37
«Доски растут в доме, и скоро — Дворец…»
Доски растут в доме, и скоро — Дворец,
пиавки в каналах, и будут Драконы, —
перспективен! на руках из изумрудов повиснут венки,
как наручники, а нимб овеществится в корону.
И вот, Император Сил, я выйду на ступень,
увижу безлюдье и пепельные осадки,
выну классический меч и отрублю лицо,
оно взовьется и станет над Миром.
И это будет Новое Солнце, и через биллион
то же и те же оживятся по всем таблицам.
Вот почему меня не видит никто из,
а если и видит, то в черных прорезях маски,
я мог бы и показаться, но читая вышеизложенный романс,
было б преждевременно, не опережай ход событий.
38
«Шар напрасный, тонкокостный…»
Шар напрасный, тонкокостный,
как рутинный дирижабль,
опускающийся с тучи
по линейкам журавлей.
Что случилось в это лето,
всё по плоскостям легло,
и кумиры левитаций
выпадают из гондол.
Цепь запутано у черни,
по планете голый вой,
и стоят над нами черви
с очень толстой головой.
Тонкоклювы эти яды,
мёрзнет око у Судьбы,
и летают, и не тают
белотелые столбы.
39
«Утомленныя солнцем…»
Утомленныя солнцем,
мыло в море одежды,
вышло к соснам сушиться,
и — лежит — на песке.
Может быть, в каждой дюне
мы с тобою зарыты
с муравьями и в касках
на — три — тысячи — лет.
А пройдёт, и мы выйдем,
это море исчезнет,
просто две черепашки,
и — кто — куда.
Этой жизни не надо,
потому, потому что
не узнаем друг друга,
и — смываю — следы.
40
«Реки текут, их труды и дни…»
Реки текут, их труды и дни,
эти мосты, спинномозговые,
реки текут в Париже, Гамбурге и по Неве,
зная свою свежую необходимость.
Бури их бьют, чайки вонзают си-бемоль,
и вытекают, наводняя дома пузырьками,
снимая ступени и цепочки дверей,
и по рекам текут утомленные солнцем двери, стулья, тарелки.
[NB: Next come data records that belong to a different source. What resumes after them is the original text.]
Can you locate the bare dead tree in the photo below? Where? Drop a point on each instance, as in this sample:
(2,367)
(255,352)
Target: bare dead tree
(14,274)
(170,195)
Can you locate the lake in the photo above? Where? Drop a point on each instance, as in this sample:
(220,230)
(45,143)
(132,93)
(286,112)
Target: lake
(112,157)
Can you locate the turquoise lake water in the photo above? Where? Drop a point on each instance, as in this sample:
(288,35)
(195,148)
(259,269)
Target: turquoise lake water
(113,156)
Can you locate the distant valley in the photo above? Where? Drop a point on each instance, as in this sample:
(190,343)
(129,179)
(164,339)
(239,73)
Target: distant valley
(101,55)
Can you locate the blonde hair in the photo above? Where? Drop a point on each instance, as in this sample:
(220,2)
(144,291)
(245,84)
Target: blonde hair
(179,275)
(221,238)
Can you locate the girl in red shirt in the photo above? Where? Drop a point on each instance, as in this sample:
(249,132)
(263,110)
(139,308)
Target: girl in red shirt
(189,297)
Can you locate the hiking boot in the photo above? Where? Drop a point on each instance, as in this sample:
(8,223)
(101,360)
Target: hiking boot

А на крышах стоят в шляпах, в галстуках и с зонтом,
и поют о династиях, как статуэтки,
воды, сливаясь, текут с Миссисипи, Конго и Янцзыцзян,
ящики небоскребов качаются на воде, пустые,
фотомодели в помаде прыгают выше всех,
китайские косы, макая туфельки в волны.
Осень морозит, лужи, хрустя, на льду;
лодки утопленников, как с каблуками,
падают листья, их маятники Фуко,
голубь кленовый, и его финишные аплодисменты.
41
«Взаимно! Род славен путаницей, кто жив…»
Взаимно! Род славен путаницей, кто жив, кто мертв,
право убить и не понимают права быть убитым,
если стрелок в ответ получает пять пуль в лоб,
он изумлён, а изумляться не надо.
У юности много приветов и роз, флажков,
интересно отметить иные процедуры, —
если ты родился от донорских сперм,
не забывай, что твой Отец — шприц и морозильник.
Не Голод и Любовь движет двуногих «в века»,
можно подумать, что Футурум — марш бессмертных,
можно, но ложно, если ты клонируешь свою гениальную ДНК,
будет даже не дудка, а так, фоторобот твоей восковой персоны.
Диалоги закрыты, монологов уж нет,
нужны луддиты и стрельбища по инженерно-генному Зазеркалью,
если я призываю зеркало, чтоб на себя смотреть,
не забывай, — оно на тебя смотрит.
Эта забывчивость уже очертила знаменито-новый век,
Мания Величия геометрических прогрессий,
и эта неоценка исходных чисел и последствий их тиражей,
и по этим плачут уж не А-бомбы (даже!), а Всемирный Альцгеймер.
Четвертая Зона психики идет к концу,
через 12 лет погаснет Пятое солнце,
шестое движенье Земли начинается, Ллойд, Стамбул и Тайвань,
на очереди массивы Китая и Моджахедо.
Юг и Восток сожжет огонь,
айсберги разбомбят Север, а т. е. Запад,
Москва ухнется в море, что под Москвой,
Нью-Йорк окатят волны высотой 167 метров.
Ничего, ничего, голого очертя,
не надо бросаться в туманности Андромеды,
таковы прозаизмы, или прогноз Оси,
а сбудется он частично или полностью, не сообщают.